Le pythagoricien Archytas de Tarente a initié Platon aux cinq corps que l’on désigne maintenant sous l’appellation corps (ou solides) réguliers de Platon. Zia nous raconte comment Platon a utilisé ces formes pour décrire l’univers.

Zia
Veux-tu savoir comment Platon concevait la création de l’univers ?

Léo
Oui, je suis impatient !

Zia
Il prétendait que tout avait commencé à partir de triangles élémentaires, il écrit :

On commencera par la première espèce, celle qui est la plus petite par sa composition; elle a pour élément le triangle dont l’hypoténuse a une longueur double du plus petit côté1.

Léo
Il parle du triangle rectangle qui, dans notre vocabulaire d’aujourd’hui, a un angle de 30° ?

Zia
Tout à fait. Je continue la lecture.

Si on juxtapose deux triangles de cette sorte par leur hypoténuse, et si on répète l’opération trois fois en faisant se rejoindre les hypoténuses et les petits côtés en un même point comme en un centre, on engendre un triangle équilatéral unique à partir de triangles élémentaires au nombre de six.

Léo
On savait donc que ça donne un triangle équilatéral.

Zia
Platon écrit :

Quatre de ces triangles équilatéraux forment, à raison de trois angles plans, un seul angle solide2 celui qui vient juste après le plus obtus des angles. Et lorsque quatre de ces angles sont formés, se trouve constituée la première espèce de solide qui divise un tout sphérique en parties égales et semblables.
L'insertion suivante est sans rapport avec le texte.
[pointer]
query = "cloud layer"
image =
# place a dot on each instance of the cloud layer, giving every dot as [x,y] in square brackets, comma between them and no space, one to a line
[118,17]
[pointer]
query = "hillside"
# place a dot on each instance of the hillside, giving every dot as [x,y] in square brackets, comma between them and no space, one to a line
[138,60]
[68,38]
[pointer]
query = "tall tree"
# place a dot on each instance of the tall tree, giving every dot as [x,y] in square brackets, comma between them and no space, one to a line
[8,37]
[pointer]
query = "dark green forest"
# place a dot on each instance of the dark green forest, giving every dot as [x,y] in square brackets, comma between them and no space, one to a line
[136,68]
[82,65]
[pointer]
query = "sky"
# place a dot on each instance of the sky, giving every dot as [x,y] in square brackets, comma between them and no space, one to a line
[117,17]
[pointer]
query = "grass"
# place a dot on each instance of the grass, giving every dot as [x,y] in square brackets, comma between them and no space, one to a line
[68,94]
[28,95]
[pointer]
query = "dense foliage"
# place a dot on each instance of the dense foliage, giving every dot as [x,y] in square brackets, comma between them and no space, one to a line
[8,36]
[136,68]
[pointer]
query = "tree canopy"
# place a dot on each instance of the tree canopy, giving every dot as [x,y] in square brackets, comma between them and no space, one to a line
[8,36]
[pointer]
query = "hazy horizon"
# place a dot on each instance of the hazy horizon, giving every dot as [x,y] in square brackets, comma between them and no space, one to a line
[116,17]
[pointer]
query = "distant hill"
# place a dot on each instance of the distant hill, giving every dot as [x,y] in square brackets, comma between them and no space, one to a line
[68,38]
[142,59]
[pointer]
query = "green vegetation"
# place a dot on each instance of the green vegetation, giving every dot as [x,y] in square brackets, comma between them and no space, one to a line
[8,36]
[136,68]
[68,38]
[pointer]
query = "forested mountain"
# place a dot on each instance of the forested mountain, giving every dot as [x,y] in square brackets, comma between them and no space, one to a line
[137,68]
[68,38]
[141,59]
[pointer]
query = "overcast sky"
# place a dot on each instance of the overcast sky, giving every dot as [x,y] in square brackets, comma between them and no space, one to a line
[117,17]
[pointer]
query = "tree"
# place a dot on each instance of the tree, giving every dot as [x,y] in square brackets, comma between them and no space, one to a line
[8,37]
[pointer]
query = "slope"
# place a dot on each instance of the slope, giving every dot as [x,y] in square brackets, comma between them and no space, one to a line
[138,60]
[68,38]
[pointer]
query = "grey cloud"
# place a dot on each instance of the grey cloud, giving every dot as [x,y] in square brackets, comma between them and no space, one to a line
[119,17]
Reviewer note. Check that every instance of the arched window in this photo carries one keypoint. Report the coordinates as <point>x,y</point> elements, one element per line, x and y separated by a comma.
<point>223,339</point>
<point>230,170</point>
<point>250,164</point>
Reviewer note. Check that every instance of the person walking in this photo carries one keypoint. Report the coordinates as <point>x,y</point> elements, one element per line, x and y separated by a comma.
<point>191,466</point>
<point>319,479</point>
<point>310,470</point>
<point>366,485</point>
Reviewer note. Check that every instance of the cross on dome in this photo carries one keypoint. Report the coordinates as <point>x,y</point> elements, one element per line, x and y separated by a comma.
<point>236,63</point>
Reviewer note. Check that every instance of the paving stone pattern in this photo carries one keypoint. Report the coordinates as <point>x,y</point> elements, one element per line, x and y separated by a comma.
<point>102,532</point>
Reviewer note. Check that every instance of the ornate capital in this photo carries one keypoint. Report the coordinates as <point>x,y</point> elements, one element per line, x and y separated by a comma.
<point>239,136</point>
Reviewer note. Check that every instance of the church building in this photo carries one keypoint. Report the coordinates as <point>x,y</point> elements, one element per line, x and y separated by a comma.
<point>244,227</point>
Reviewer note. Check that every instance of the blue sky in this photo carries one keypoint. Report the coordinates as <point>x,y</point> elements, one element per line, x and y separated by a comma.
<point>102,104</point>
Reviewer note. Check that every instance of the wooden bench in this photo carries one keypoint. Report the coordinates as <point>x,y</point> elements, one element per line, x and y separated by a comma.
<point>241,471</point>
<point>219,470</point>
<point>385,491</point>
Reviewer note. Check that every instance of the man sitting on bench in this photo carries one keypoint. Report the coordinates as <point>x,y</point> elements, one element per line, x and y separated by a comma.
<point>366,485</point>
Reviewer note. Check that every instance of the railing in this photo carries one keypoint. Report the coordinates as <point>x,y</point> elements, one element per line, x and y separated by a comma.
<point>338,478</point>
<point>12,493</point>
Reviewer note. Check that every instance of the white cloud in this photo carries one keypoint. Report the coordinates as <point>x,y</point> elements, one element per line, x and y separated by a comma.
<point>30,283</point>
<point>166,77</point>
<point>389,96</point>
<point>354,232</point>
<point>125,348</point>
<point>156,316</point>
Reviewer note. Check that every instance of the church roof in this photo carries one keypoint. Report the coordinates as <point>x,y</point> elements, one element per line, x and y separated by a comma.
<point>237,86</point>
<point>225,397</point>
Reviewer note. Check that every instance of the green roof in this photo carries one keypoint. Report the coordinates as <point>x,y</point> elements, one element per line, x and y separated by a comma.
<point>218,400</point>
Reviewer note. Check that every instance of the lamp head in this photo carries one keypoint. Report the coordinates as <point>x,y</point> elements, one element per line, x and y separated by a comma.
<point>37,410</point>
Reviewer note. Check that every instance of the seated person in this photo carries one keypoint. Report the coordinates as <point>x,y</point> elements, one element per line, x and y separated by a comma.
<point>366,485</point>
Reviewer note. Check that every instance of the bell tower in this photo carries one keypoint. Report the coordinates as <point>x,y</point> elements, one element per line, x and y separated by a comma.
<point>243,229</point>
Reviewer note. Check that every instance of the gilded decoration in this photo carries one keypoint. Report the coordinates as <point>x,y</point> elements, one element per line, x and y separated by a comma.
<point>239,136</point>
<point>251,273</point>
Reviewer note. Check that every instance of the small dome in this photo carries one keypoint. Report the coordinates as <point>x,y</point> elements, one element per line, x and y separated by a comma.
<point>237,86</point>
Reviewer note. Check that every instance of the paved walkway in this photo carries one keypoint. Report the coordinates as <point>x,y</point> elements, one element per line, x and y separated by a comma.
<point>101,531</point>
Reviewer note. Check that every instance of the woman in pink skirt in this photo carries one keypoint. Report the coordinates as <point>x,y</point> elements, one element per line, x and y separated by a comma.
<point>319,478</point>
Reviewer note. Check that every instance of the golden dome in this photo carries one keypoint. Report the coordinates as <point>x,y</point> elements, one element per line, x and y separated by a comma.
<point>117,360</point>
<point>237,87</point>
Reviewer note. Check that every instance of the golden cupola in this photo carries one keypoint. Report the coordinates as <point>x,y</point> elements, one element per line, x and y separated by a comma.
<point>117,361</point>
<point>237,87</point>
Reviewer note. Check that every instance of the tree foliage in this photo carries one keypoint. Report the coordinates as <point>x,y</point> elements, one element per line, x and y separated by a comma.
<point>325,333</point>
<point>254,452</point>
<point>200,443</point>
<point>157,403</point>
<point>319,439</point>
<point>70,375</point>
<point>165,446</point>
Il associe ce solide, le tétraèdre3, à l’élément « feu » car c’est celui des corps qui a les angles solides les plus aigus et qui est le plus léger.

La seconde espèce est constituée à partir des mêmes triangles, qui s’unissent par groupes de huit triangles équilatéraux pour former un seul angle solide à partir de quatre angles plans. Et quand se constituent six angles de ce genre, le second corps se trouve à son tour réalisé.

Il obtient ainsi l’octaèdre qu’il associe à l’élément « air ». De plus, il faut huit triangles pour former l’atome d’air et quatre pour former l’atome de feu. Il en déduit que deux atomes de feu en s’unissant forment un atome d’air.

La troisième espèce est formée par l’agrégation de cent vingt triangles élémentaires, de douze angles solides, chacun de ces angles étant délimité par cinq triangles plans équilatéraux, et elle a vingt faces qui sont autant de triangles équilatéraux.

Il obtient ainsi l’icosaèdre qu’il associe à l’élément « eau ». Il remarque aussi que deux atomes d’air et un atome de feu en s’unissant forment un atome d’eau.

Le premier des triangles élémentaires fut laissé de côté quand il eut engendré ces solides.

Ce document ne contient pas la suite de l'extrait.